Albert Cocksedge (30 January 1884 – 25 January 1928), known in the early years of his career as Young Cocksedge, was a British boxer of the early 20th century, who held English titles at various weights, and fought for a world title, in the era before weights were standardised, fighting at weights between 98 and 112lbs.

==Career==
Born in Leicester in 1884, Cocksedge won his first title in 1901, knocking out Young Tiddler in December that year to win the English 7-stone title. In October 1904 he fought a draw against Frank Morcombe for the latter's English 106lbs title, winning a rematch the following month to take the title. In December he was beaten by the Australian Tibby Watson, who would win the 108lbs world title the following month. In January 1905 he lost in a fight for the 7st 8lbs championship belt of the world to Johnny Hughes, a man who had also beaten him eight months earlier. In October 1906 he beat Charlie Dew on points to take the English 104lbs title, successfully defending against Dew two months later but losing it to Bert Chatterton in February 1907. He regained it in June that year, stopping Chatterton in the fourth round. In October 1907 he beat Charlie Exall for the 106lbs title, and in February 1908 beat Harry McDermott on points for the 108lbs title. In April 1908 he fought a draw with Sid Smith before successfully defending his 106lbs title two months later against Harry Badger. On 7 December 1908 he beat Jack Guyon on points at the National Sporting Club. In January 1909 he beat Smith and Watson, before losing his 108lbs title to Smith in February. He fought Smith again in March, also ending as loser. In September 1909 he fought a draw against Sam Kellar for the English 112lbs title. The two met again in October, with referee Tom Gamble stopping the fight in the fourth round, deciding neither man was trying. In April 1910 he beat McDermott on points over 20 rounds to take the English 110lbs title, losing it two months later to Bill Kyne. In October 1911 he challenged Bill Ladbury for the 112lbs title, Ladbury stopping him in the seventh round.

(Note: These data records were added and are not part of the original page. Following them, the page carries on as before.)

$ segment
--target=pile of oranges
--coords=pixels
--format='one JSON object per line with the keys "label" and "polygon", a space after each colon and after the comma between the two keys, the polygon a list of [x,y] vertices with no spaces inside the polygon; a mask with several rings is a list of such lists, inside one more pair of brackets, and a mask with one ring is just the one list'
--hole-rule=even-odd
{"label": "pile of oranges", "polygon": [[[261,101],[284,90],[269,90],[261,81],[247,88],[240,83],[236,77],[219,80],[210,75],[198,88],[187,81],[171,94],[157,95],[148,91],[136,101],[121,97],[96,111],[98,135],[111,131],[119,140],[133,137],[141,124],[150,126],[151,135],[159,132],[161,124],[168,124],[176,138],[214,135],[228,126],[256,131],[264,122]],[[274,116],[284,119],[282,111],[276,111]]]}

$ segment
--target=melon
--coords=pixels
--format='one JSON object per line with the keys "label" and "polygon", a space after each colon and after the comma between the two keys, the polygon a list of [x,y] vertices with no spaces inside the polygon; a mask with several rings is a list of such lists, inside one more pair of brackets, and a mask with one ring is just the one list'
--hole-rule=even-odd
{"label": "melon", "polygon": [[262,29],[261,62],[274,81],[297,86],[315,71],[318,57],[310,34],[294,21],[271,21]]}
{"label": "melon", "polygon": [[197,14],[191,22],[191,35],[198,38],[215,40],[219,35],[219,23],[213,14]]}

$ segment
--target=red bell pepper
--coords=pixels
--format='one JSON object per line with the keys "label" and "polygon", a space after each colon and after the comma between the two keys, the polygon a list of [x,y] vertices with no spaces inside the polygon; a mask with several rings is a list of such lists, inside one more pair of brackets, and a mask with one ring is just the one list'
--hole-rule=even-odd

Cocksedge continued to fight regularly until around 1914, and continued in both competitive and exhibition bouts, having possibly his final competitive fight in 1922 (beating Billy Shephard), and an exhibition against Jimmy Wilde a few years later.

In his later years he was resident at 1, Paradise Lane in Leicester, and worked as a shoe scourer.

Cocksedge was walking to a whist drive in Leicester on 25 January 1928, when he was knocked down and killed by an RAF car. He was 43.